Passa per il periodo pionieristico del Gambero Rosso, allora ancora supplemento del Manifesto, e fonda, nel 1978 la Guida ai Ristoranti d’Italia dell’Espresso, avendo insomma un ruolo fondamentale in ognuno dei momenti cardine del giornalismo di settore, e contribuendo a sviluppare l’immagine del critico severo, che non ammette amicizie con chef e professionisti, consuma il suo pasto in rigoroso anonimato, altrettanto rigorosamente paga e se ne va.
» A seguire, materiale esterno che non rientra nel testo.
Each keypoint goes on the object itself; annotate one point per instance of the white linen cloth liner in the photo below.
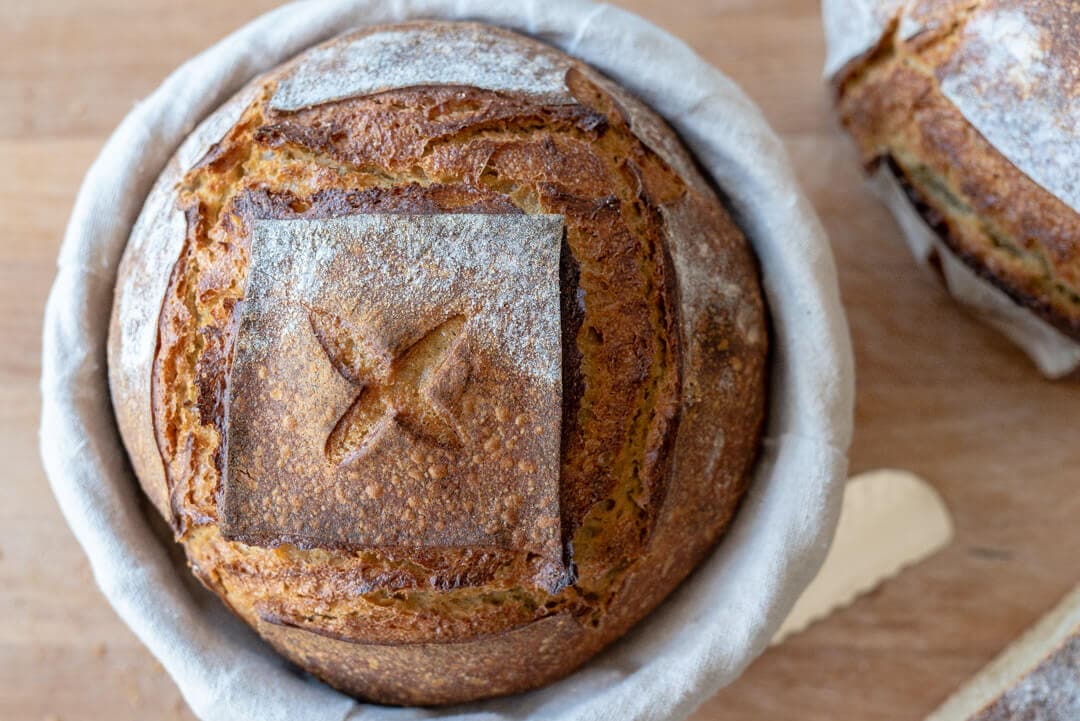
(710, 629)
(1009, 86)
Un modus operandi sempre più lontano dalla realtà, e che lui stesso vede rispettato soltanto dal “critico mascherato” Valerio Visintin, per non parlare delle sue opinioni sugli influencer a cui non ha mai risparmiato dichiarazioni sferzanti.
Non è mancato nemmeno il successo televisivo con Melaverde, programma che ha condotto per ben 21 anni dal 1998 al 2019, e nonostante il rammarico verso il gruppo Gedi non molla, continuando a pubblicare sul suo mensile digitale gratuito Raspellimagazine e continuando le sue apparizioni televisive la domenica mattina su Rai3. Bisogna dargli atto: per dare il benservito a uno con un curriculum così, poteva effettivamente starci una almeno telefonata. E invece, il critico non sa nemmeno da chi è stato licenziato. “Di chi è la firma?“, è la domanda retorica che pone al Gambero Rosso: “Non si capisce, firma illeggibile. So che il direttore del Gusto si chiama Luca Ferrua ma non so che faccia abbia, che voce abbia, in questi anni ho cercato decine di volte di parlarci senza riuscirci, non risponde alle telefonate, non risponde alle mail”.